Ormai siamo in Sardegna da 4 mesi, quest’anno avevamo proprio bisogno di staccare dopo quanto accaduto da settembre in poi…

Non è stato facile, ci sono stati momenti in cui si stava per mollare la presa,  ci sono state urla, fedi tolte e telefonini volare non so per quante volte ma alla fine anche stavolta, alla faccia di chi voleva vederci sprofondare, siamo riusciti a sopravvivere e abbiamo superato anche questa enorme battaglia, in attesa di vincere un giorno la nostra guerra…

Da quattro mesi abbiamo la fortuna, nella nostra sfortuna, di poter vivere lontani da casa grazie all’aspettativa di papà orso vista la situazione di Francesco e questo non ha potuto che portare enormi giovamenti alla nostra famiglia!
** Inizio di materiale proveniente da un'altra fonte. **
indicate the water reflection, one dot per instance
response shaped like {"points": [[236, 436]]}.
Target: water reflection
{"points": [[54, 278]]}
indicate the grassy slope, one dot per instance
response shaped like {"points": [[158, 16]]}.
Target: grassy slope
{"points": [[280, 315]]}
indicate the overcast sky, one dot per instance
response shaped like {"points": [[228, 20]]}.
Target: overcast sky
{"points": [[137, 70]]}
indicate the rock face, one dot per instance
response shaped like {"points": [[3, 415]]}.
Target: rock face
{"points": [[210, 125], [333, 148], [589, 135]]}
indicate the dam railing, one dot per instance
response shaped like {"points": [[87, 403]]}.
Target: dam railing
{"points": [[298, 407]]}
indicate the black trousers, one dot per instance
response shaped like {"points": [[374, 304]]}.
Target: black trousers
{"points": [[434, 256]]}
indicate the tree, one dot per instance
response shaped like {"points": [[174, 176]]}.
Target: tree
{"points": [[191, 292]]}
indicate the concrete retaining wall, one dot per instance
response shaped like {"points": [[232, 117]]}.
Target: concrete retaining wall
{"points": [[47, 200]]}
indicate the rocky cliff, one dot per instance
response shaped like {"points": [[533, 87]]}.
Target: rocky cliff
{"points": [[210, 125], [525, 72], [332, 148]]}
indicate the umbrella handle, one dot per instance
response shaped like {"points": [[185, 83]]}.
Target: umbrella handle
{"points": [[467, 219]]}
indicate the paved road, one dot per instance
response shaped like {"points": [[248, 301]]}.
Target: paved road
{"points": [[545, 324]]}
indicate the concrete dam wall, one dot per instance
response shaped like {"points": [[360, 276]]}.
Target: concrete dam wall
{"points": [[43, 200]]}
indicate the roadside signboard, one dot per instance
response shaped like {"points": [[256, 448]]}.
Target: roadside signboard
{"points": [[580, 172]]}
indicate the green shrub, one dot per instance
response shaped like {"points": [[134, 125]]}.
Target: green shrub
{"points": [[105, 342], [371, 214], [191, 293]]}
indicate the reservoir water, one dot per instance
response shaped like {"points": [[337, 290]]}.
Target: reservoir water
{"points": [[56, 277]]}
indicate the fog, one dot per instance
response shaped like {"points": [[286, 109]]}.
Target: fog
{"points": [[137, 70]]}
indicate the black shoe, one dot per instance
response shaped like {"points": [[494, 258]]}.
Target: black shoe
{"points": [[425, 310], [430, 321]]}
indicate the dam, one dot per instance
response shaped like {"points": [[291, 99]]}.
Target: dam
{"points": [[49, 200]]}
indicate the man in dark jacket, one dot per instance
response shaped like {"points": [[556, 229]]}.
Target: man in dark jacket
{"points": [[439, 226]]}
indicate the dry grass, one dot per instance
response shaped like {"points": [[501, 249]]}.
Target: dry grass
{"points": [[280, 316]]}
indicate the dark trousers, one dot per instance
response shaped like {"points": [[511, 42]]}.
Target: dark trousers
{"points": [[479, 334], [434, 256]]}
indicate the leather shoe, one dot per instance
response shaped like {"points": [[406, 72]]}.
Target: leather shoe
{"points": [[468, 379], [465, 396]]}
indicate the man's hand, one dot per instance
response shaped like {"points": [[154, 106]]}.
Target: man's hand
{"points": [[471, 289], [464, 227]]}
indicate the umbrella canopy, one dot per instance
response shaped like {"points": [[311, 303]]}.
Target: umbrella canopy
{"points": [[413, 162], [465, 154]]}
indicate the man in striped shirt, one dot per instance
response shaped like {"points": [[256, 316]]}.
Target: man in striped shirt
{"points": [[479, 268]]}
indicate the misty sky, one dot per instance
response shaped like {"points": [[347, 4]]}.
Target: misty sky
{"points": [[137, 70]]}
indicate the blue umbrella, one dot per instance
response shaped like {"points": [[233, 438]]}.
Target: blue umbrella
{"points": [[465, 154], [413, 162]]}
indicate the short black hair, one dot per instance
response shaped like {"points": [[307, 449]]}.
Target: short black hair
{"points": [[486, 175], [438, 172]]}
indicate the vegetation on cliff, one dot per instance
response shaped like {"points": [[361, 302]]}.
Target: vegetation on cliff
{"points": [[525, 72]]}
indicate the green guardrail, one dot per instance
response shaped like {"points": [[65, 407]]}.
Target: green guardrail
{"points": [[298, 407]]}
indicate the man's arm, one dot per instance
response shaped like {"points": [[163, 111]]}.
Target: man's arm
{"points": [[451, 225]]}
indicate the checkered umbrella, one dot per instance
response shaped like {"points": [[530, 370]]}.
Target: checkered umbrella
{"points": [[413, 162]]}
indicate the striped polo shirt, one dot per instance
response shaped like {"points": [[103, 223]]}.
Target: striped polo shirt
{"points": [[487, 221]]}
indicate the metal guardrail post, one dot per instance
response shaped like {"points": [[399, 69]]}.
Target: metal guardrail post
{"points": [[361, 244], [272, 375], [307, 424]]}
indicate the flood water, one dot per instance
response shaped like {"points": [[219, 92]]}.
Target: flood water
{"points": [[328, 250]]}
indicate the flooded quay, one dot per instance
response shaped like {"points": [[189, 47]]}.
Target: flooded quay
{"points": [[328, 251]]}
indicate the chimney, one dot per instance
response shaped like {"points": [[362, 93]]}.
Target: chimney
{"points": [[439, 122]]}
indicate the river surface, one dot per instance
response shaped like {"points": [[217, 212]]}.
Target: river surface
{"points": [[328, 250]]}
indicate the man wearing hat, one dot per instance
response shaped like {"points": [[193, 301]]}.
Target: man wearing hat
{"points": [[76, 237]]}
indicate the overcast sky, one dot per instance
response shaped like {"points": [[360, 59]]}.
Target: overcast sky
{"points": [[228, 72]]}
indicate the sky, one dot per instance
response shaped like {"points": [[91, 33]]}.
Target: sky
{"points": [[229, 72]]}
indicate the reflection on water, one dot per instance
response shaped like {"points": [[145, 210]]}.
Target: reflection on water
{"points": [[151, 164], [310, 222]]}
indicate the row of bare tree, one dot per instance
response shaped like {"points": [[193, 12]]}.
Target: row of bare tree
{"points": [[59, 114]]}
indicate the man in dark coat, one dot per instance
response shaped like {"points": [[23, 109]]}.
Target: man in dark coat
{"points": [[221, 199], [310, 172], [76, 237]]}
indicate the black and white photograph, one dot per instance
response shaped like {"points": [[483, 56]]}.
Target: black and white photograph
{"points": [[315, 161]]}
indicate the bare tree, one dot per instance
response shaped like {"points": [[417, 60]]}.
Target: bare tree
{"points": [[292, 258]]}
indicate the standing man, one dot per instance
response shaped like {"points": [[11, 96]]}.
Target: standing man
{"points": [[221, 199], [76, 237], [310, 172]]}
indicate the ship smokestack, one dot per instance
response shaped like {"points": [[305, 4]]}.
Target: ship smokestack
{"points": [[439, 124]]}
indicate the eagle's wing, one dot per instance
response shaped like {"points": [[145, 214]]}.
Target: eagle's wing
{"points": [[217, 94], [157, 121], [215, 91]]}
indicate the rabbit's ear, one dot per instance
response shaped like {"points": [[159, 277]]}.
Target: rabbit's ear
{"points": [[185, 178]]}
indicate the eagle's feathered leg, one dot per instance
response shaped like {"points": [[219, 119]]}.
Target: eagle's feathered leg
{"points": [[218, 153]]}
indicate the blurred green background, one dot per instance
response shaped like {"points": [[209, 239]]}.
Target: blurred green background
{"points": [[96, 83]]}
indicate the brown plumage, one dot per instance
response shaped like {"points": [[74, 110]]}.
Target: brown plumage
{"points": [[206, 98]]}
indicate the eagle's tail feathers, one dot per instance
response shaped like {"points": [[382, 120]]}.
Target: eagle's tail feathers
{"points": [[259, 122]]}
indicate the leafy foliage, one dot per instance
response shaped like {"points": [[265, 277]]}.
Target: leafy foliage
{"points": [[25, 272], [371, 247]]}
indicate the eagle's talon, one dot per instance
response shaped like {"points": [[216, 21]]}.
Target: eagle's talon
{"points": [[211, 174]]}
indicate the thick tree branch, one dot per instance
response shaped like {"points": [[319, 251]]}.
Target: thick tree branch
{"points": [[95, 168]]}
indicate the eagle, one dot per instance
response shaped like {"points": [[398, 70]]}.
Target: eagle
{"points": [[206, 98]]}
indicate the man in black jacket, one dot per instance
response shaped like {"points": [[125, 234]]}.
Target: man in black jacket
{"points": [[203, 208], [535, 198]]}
Avrei una miriade di esempi per raccontarvi quanti progressi stanno facendo i nostri bambini ma ora,per non essere troppo lunga, (scriverò un articolo sulla MARE TERAPIA alla fine delle vacanze), posso dirvi che Teresa ha preso 1 kg dopo un anno di blocco e dice CIAO mentre Francesco comincia a fare dei veri e propri discorsi, anche se a volte incomprensibili per noi, e un paio di giorni fa ha mangiato l’ insalata di riso e, data la sua selettività, per noi questo è un gran traguardo!

Ma torniamo a noi…

Ci siamo presi un po’ di tempo dal nostro ultimo articolo perché chi mi conosce sa quanto io sia istintiva e ho avuto paura di scrivere delle cose di cui mi sarei potuta pentire quindi, ho lavorato un po’ su me stessa, ho cercato di mettere via la rabbia e il rancore per chi ci ha fatto del male (non ci sono ancora riuscita completamente ma sono sicura che il karma farà il suo percorso) e insieme a papà orso abbiamo deciso di rinnovarci, di essere più presenti sul blog e di raccontare un po’ più di noi e di mostrare anche i retroscena della nostra grossa grassa famiglia pazza!

Sono passati oltre 6 anni dalla nascita di questo blog, era infatti il 21 gennaio 2013  quando ho pubblicato il mio primo articolo raccontando la nostra difficoltà ad avere un bambino ed ora tutto quello di cui avevamo bisogno si trova proprio davanti ai nostri occhi andando anche oltre alle nostre aspettative, adesso siamo completi, non abbiamo più nessuno da attendere se non vedere i nostri bambini migliorare e in salute ma ora siamo davvero FAMIGLIA e felici perché riguardandoci indietro, non avremo mai immaginato che a distanza di così poco tempo, saremo riusciti a creare così tanto.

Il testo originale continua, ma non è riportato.